Gen-Z is composed of individuals born from the mid-1990s to the early 2010s. As they enter the workforce their choices are reflective of the world they have grown up in, and this is most evident in their preference of work environment. Their priorities are different, and in order to appeal to them, there are some key considerations an employer should keep in mind while looking to hire talent from within this generation.
Being a generation that has been brought up steeped in technology, Gen-Zers tend to be huge advocates of ‘tech-savvy’ workspaces. This involves creating a work environment that is digital-first and has automation at the forefront of their digital transformation journey. It also includes an appealing social media presence, which is what can attract Gen-Zers to organizations in the first place.

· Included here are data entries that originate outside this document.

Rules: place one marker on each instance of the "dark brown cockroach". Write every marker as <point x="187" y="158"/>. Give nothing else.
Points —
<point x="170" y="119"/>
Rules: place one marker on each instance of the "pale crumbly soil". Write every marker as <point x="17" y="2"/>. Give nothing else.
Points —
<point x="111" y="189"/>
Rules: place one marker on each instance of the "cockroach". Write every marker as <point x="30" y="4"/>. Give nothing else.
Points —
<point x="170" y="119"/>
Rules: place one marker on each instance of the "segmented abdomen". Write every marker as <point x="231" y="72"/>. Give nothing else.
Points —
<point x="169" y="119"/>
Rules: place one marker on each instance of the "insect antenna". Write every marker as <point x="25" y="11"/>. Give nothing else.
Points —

Micro-management is a thing of the past. In the current work atmosphere, Gen-Zers prefer to have the autonomy to make suggestions that are heeded by the organization’s leadership. They come with fresh ideas and knowledge that can influence the way a company’s brand is perceived in the market. They like to feel heard, considered and respected.

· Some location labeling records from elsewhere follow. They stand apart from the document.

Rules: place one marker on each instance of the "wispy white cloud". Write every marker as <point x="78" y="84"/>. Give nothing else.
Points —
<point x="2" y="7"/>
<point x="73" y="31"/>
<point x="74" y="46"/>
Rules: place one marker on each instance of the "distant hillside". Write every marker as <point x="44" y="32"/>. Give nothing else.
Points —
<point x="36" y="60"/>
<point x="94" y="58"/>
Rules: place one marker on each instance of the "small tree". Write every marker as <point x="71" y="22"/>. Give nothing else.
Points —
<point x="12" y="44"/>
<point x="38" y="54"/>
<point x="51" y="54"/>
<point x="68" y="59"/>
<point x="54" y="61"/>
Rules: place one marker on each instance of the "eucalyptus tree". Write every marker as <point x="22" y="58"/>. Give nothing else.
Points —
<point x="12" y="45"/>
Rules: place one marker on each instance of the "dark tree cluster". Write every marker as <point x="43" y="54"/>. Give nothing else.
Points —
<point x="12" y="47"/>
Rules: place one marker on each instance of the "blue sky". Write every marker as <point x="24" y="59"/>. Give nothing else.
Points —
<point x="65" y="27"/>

Given the reality of living through a pandemic, the idea of flexibility has evolved from ‘fun’ workplaces (think Google) to having the option to work remotely. Saving on commute, being able to stay connected virtually and having the ability to choose your own work hours are key motivators for Gen Z when it comes to choosing an organization to work with.
4. SOCIAL RESPONSIBILITY
Gen-Z has grown up in age of recessions, turbulent political climate and what has become a near-constant lack of job security for their predecessors. As a result, they tend to look for companies with a moral compass that aligns with their personal values. They want organisations to see them as not just a cog in a machine but as actual human beings. They also no longer look at themselves as individuals, but as part of a larger society and want to work with organizations that understand this, and actively work towards supporting communities that their employees are from. Concepts like workplace diversity and inclusion, environmental responsibility and mental health awareness are some of the key things they look for.
5. LEARNING AND DEVELOPMENT
In a fast-evolving world, Gen-Zers are more likely to expect their company’s leadership to invest in up-skilling them to be ready for the next challenge. They want to be proficient at what they do and want employers to consider their potential and help chart out their journey upward. Be it short courses, or sending them for company-sponsored further studies, Gen-Zers want to be relevant tomorrow.
Establish your organization’s “cultural baseline” can help you determine the gap, if any, between GenZ candidates’ workplace expectations and your company.